Türkiye'de de görünür olacaklar

Şeyda Taluk yazdı

Türkiye'de de görünür olacaklar

“Kolonoskopiyi, Trump’ın kendi konuşmasını sevdiğinden çok seviyorum,” diyecek kadar patavatsız bir adam. Amerikan siyasetinin çok renkli ama en zor siyasal danışmanlarından (Spin Doctor). Bill Clinton’a seçim kazandıran, kaba, gürültücü ve dobra tavrı nedeniyle bir çok meslektaşı tarafından pek de sevgiyle anılmayan bir Güneyli. James Carville, A.B.D. tarihinin güçlü adamlarından biri.
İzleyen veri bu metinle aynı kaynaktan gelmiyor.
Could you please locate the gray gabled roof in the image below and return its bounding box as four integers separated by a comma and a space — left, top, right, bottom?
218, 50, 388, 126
Hatırlayacağınız üzere, A.B.D.’nin 1992 Başkanlık Seçimleri’nde Baba Bush’a karşı aday olan Bill Clinton, zorlu bir sürece girmişti, kamuoyu yoklamalarında gerideydi. Strateji ekibi, seçmenin neye göre oy verdiğini tartışırken, kampanyanın başındaki Carville’in aklına birden şu cümle geldi: It’s the Economy Stupid! (Aptal Olma, Tabii ki Ekonomi!) Siyasal kampanyacılık tarihine geçen bu slogan, kampanyanın da stratejisini belirledi. Bush’un dış politika üzerine kurduğu iletişim stratejisine karşı seçmenlere kötü giden ekonomiyi, maaş ve ücretleri, işsizliği hatırlatmaları gerekiyordu. Böylelikle Bill Clinton seçimi kazandı.

SEVGİLİYKEN KARŞI KARŞIYA GELDİLER

İngilizcede bir deyim var, “Power Couple.” Çiftlerin ikisinin de çok güçlü olduğu ama birbirlerine de güç kattığı bir durum kısaca. Brangelina, Clintonlar ya da Cem ve Ümit Boyner gibi. Ve tabii Carville ile eşi Mary Matalin! Amerikan siyasal yaşamının en güçlü çiftlerinden, bir yandan da en azılı rakipleri.

Bu ikilinin en ilginç yanları, her ikisinin daha sevgiliyken karşı kampanyalarda çalışmak zorunda kalmaları. 1992 Başkanlık Seçimleri’nde Carville, Clinton’la çalışırken, Matalin de baba Bush’un danışmanlığını yapmıştı. Çiftin bu dönemlerini anlatan Herkes Haklı adlı kitapta tüm detaylarıyla tarafların gözünden bu süreç anlatılıyor. Kampanya sırasında ilişkilerine ara veren ve oldukça zorlu bir dönem geçiren çift, Clinton’un zaferinden hemen sonra da evlenirler.

Azılı bir Demokrat olan Carville’e karşı Matalin, uzun yıllardır Cumhuriyetçi Parti’nin stratejisti. Oğul Bush’a başkanlığı sırasında asistanlık yapan ve Yardımcısı Dick Cheney’nin de danışmanı olan Matalin, Bush ailesine yakınlığıyla biliniyor. Hırvat asıllı Matalin, Darth Vader, Dr. Strangelove gibi lakaplarla anılan Cheney’nin kara kutularından. Cheney gibi Amerikan derin devletinin önemli oyuncularından birinin yakınlarında yer almak, Clinton’un danışmanı ile evli olup başka bir güç odağını da göz hizasında tutmak, gerçekten büyük bir başarı. Matalin son derece azimli ve çalışkan bir kadın. Cheney ile profesyonel olarak çalışmadıkları zamanlarda bile hep arka planda ona destek verdi. 11 Eylül ve sonrasında, Irak Operasyonu’yla ilgili algı yönetiminin “kukla ustasıydı.”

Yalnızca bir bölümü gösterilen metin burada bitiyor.